Yesterday, I was cleaning up my visor. Yes, the visor that swings down every time you have to drive toward the sun. Bank envelopes, a little tiny calendar, forgotten receipts that were, for some reason important enough to stash. Wait. There's a little index card with a drawing from my little sweetie-pop. This drawing impacted me yesterday.
This post can seem a bit narcissistic, I guess. We are told that it is best to have someone else praise you, not yourself. Honestly, that has always been my struggle with resume's. Here's a piece of paper with all my accomplishments...The Bible warns of pride throughout. So, sorry if this seems like a "brag blog."
But, my main intention here is to point out the process of what happened (and what I learned) when I paused to re-look at this drawing from my daughter.

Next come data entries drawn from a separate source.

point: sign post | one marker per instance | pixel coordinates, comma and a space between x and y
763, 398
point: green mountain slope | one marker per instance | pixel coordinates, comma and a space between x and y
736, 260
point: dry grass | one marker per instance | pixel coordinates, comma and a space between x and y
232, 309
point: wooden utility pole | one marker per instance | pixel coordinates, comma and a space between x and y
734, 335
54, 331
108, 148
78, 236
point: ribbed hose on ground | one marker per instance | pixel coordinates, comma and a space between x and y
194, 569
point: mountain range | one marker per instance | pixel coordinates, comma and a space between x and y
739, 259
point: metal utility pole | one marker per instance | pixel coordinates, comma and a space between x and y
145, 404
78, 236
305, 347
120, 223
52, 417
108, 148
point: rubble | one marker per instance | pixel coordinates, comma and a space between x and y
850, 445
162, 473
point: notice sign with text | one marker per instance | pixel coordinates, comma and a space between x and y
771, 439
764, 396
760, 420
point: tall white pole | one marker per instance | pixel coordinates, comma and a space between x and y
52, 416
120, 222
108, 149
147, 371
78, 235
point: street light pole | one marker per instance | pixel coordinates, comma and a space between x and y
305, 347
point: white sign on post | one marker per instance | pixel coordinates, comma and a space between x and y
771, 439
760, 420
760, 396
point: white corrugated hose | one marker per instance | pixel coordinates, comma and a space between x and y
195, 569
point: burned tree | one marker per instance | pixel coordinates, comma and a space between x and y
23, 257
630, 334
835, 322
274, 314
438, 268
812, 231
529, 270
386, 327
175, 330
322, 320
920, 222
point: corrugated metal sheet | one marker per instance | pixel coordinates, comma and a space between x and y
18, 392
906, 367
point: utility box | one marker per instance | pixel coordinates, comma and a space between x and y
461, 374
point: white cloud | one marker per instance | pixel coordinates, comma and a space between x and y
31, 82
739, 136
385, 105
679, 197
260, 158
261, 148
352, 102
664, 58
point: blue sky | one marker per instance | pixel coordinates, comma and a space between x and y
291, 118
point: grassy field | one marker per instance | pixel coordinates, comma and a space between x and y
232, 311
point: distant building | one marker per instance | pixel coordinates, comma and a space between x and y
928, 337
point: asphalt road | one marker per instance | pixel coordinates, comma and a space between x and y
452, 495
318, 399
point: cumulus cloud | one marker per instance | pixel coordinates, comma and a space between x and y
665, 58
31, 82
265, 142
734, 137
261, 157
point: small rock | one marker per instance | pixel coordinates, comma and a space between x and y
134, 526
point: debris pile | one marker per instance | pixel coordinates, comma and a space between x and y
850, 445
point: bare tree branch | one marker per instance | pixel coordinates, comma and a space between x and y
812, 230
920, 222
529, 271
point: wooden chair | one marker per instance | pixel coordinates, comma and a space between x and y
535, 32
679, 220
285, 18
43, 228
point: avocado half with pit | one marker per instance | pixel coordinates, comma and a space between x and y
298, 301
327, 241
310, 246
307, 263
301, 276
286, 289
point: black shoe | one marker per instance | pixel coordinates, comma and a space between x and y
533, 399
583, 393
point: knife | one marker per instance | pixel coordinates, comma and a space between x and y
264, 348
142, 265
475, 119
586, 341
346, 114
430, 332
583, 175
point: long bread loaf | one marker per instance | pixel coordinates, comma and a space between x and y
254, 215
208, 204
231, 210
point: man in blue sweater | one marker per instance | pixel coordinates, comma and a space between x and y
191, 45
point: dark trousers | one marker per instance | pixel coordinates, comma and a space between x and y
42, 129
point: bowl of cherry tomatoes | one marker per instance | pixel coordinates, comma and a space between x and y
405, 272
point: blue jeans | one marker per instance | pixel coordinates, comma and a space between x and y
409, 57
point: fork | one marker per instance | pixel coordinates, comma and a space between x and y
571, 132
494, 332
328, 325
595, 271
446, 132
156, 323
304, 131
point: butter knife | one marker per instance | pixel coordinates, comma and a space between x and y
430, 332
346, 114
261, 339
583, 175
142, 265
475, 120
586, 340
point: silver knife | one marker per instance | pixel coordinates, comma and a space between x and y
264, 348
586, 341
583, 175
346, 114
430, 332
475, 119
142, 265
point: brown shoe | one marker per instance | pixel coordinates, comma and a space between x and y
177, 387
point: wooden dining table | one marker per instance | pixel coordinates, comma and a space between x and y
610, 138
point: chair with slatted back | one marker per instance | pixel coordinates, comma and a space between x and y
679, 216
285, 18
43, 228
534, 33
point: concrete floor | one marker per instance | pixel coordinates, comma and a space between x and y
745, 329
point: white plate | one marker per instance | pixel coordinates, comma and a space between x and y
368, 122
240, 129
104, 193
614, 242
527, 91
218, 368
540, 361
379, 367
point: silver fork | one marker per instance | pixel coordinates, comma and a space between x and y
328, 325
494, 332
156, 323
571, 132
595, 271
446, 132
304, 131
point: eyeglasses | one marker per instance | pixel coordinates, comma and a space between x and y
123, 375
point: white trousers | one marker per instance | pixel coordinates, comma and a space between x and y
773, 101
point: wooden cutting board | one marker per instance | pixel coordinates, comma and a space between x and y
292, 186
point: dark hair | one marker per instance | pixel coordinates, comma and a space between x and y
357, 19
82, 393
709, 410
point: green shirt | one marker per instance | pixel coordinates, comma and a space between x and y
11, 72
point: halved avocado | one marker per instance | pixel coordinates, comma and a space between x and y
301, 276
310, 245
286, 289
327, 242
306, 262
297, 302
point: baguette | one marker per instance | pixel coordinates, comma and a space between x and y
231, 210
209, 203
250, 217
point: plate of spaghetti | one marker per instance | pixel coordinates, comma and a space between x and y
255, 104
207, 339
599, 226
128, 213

We have so many little drawings from our little ones. Many go in the trash or get stashed like this one did. When presented, there is a "Thank you, sweetie," and a silent, "Now, what was I doing?" Honestly, the moment is sweet, but not often savored. Why do we take those life-snacks so lightly?
This time (months after the card was presented) it hit me. What grabbed me were the turtles. I realized that this "I Love You" note is a bit more than I originally perceived it to be. It is an award. You see, I have occasionally been drawn to stop the car (when safety allows) and escort little miss turtle to a safe zone, away from the threat of being... well, a road waffle.
This beautiful sketch rescued me. You see, this week, I have been in focused prayer. I have been scrapping with the old me about missed opportunities, blown deals, and unfulfilled potential. I have been staggering a bit in my attention and my focus due to the sticky glue of regretful memories. Honestly, when the Father showed me this "prize," this "award," He lifted me up. He carried me to a new spot and pointed me in a safe direction.
How committed to dad-ness are you? How much of you is "present" when you are present? I'm certainly no authority, who can tell dads how to be good dads. However, this time, I was reminded that children (and turtles) can give us some good hints.
Do you break for turtles? What have you learned from your child's drawings?